De invloed van taalstimulering op receptieve woordenschat en verbaal korte-termijn geheugen bij twee- en driejarige Nederlandse kinderen
Summary
Doel: Het doel van dit onderzoek is meer zicht krijgen op het effect van (verschillende soorten) taalstimulering op de receptieve woordenschat en het verbaal korte-termijn geheugen (VKTG) van twee- en driejarige kinderen. Methode: De receptieve woordenschat is gemeten aan de hand van de Peabody Picture Vocabulary Test en het VKTG met een nonwoordrepetitietaak. Door middel van een vragenlijst is informatie verkregen over de mate waarin ouders taalstimulerende activiteiten aanbieden aan hun kinderen.
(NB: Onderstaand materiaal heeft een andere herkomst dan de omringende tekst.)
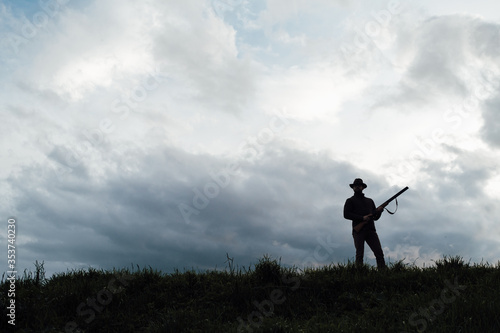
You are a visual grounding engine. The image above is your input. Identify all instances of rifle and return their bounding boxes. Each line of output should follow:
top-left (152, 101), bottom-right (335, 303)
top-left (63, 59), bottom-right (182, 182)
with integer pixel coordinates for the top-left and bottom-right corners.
top-left (353, 186), bottom-right (408, 232)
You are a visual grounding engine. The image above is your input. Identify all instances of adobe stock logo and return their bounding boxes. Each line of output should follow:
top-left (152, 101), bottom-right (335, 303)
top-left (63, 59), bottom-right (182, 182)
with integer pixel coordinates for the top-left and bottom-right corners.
top-left (177, 111), bottom-right (289, 224)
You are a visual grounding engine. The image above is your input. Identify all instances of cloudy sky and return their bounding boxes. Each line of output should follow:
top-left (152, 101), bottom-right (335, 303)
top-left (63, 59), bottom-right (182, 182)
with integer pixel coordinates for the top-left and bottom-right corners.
top-left (0, 0), bottom-right (500, 275)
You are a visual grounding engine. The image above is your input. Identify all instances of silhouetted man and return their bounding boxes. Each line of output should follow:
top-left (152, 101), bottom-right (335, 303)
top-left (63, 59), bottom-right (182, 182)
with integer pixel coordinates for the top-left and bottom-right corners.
top-left (344, 178), bottom-right (385, 269)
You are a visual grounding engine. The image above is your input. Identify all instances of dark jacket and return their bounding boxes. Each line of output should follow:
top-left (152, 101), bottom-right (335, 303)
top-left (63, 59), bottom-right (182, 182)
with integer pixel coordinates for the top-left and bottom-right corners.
top-left (344, 193), bottom-right (381, 231)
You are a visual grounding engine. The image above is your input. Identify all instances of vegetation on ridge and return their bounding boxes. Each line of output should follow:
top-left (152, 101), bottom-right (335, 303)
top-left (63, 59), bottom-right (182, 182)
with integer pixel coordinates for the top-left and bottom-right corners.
top-left (0, 256), bottom-right (500, 333)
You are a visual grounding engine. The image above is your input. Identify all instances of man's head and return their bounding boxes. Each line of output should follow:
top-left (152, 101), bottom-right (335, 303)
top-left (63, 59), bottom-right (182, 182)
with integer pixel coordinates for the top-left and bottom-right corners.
top-left (349, 178), bottom-right (368, 192)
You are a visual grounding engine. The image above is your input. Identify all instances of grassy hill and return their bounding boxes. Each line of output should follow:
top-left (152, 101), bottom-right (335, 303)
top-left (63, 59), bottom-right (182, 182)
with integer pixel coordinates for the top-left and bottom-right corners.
top-left (0, 256), bottom-right (500, 333)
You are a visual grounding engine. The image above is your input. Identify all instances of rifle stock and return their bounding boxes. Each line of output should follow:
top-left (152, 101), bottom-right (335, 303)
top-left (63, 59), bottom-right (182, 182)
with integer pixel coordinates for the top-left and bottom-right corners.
top-left (353, 186), bottom-right (408, 232)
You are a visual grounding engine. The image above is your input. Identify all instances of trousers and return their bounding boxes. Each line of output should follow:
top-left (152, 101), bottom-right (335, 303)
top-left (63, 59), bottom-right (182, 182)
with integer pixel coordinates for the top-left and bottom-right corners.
top-left (352, 228), bottom-right (385, 268)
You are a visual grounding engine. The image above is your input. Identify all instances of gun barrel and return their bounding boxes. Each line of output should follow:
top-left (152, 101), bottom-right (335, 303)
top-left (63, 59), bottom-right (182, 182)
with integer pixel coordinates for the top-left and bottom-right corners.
top-left (382, 186), bottom-right (408, 205)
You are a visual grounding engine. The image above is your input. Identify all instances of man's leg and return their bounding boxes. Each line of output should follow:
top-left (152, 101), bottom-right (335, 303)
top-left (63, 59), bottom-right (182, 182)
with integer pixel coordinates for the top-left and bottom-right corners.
top-left (352, 231), bottom-right (365, 265)
top-left (366, 231), bottom-right (386, 268)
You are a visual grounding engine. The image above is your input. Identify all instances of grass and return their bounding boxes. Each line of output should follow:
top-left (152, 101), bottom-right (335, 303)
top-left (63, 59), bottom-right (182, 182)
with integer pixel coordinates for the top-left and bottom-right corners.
top-left (0, 256), bottom-right (500, 333)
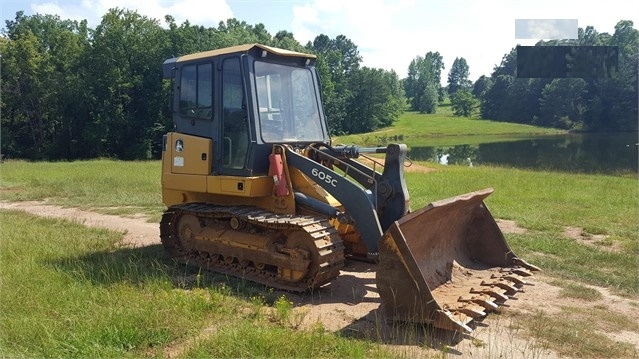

Resultaten: Uit de analyse, waarin 100 Nederlandse kinderen zijn meegenomen, blijkt dat taalstimulering een positieve significante voorspeller is van het VKTG bij de totale groep van twee- en driejarigen. Een analyse van de rol van specifieke activiteiten laat zien dat de mate waarin ouders educatieve gesprekken voeren met hun kinderen gerelateerd is aan receptieve woordenschat en de mate waarin zij liedjes zingen en verhalen vertellen aan VKTG. Conclusie: Geconcludeerd kan worden dat niet alleen de kwantiteit van het taalaanbod, maar ook het type taalaanbod dat kinderen van hun ouders krijgen van invloed is op hun ontwikkeling. Verder blijken er specifieke relaties te zijn tussen bepaalde vormen van taalstimulering aan de ene kant (educatieve gesprekken, verhalen/liedjes) en domeinen van taalontwikkeling (woordenschat, VKTG) aan de andere kant.